Harrison Ford plane crash: Doctor at the scene feared fireball
Dr. Sanjay Khurana, who pulled Harrison Ford from the wreck of a plane crash, has described how he feared a fireball from the aircraft’s leaking fuel.
The spine surgeon was playing golf in Los Angeles when Harrison Ford’s vintage plane “belly-flopped” down on to the eighth hole.
Dr. Sanjay Khurana said Harrison Ford, 72, was “very lucky” to be alive.
After Thursday’s crash, Harrison Ford’s son said the actor was “battered but OK!”
The actor’s publicist said: “The injuries sustained are not life threatening, and he is expected to make a full recovery.”
Dr. Sanjay Khurana, who witnessed the crash, said he initially feared the pilot would have “very serious, very tragic” injuries after the plane “dropped like a rock”.
But he said Harrison Ford looked “remarkably intact” when he and other golfers reached him.
“Obviously there was a pilot who was in distress and there was fuel leaking and so my concern was that it was going to ignite,” Dr. Sanjay Khurana told reporters.
He said the fuel leak was “pretty robust” and that he thought it could be set alight by “stray cigarette butts or electronics” so asked volunteers to cover it with dirt while he and others helped pull Harrison Ford from the plane.

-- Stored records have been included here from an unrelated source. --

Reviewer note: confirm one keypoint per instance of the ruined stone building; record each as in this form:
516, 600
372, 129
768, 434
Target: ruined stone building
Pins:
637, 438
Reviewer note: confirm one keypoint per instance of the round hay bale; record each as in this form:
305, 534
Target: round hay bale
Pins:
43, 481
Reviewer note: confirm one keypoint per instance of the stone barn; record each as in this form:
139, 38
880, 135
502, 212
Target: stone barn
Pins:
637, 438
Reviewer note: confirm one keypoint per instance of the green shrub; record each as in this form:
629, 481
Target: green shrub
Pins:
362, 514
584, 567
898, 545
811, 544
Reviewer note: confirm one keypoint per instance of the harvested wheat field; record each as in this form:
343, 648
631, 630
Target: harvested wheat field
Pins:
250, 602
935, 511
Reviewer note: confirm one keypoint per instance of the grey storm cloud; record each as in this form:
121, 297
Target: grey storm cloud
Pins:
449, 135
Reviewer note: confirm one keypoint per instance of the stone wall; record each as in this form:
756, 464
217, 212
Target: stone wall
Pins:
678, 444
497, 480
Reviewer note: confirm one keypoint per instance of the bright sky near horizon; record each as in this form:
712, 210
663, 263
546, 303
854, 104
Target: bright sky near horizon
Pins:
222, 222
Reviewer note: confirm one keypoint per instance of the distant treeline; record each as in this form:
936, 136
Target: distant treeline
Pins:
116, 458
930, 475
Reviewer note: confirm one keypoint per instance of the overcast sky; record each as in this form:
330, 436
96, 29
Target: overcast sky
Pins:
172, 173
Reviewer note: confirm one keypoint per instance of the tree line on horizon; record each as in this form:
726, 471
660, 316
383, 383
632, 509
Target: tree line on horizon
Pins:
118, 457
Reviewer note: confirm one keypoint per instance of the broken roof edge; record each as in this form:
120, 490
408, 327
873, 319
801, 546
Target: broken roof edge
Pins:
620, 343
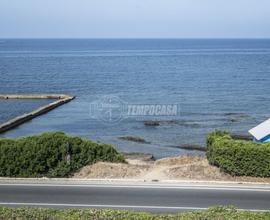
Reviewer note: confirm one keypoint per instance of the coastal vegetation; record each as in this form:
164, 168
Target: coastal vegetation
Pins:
238, 157
101, 214
51, 155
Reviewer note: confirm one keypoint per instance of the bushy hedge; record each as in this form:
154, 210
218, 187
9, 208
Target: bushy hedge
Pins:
218, 213
238, 157
51, 154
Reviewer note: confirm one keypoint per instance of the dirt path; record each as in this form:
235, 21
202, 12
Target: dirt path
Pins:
174, 168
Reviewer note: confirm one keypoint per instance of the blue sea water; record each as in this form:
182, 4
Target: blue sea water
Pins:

“He’s not a small guy,” Dr. Sanjay Khurana added.
The rescuers did not immediately recognize the pilot but the surgeon said it did not take them long to work it out.
“I’m an 80s child so I grew up watching Star Wars and Indiana Jones,” Dr. Sanjay Khurana said.
“I’m a big fan.”
The nature of Harrison Ford’s injuries have not been disclosed but the TMZ website, which first reported the story, said he suffered “multiple gashes to his head”.
Shortly after take-off from Santa Monica Airport, Harrison Ford said he was experiencing engine failure with his 1942 Ryan Aeronautical ST3KR and was making an “immediate return”.
Harrison Ford was unable to reach the runway and eventually crash-landed on the Penmar Golf Course in Venice.
Officials said the plane had been flying at about 3,000 feet before losing altitude and clipping a tree on the way down.
Christian Fry of the Santa Monica Airport Association said it was “an absolutely beautifully executed emergency landing by an unbelievably well-trained pilot”.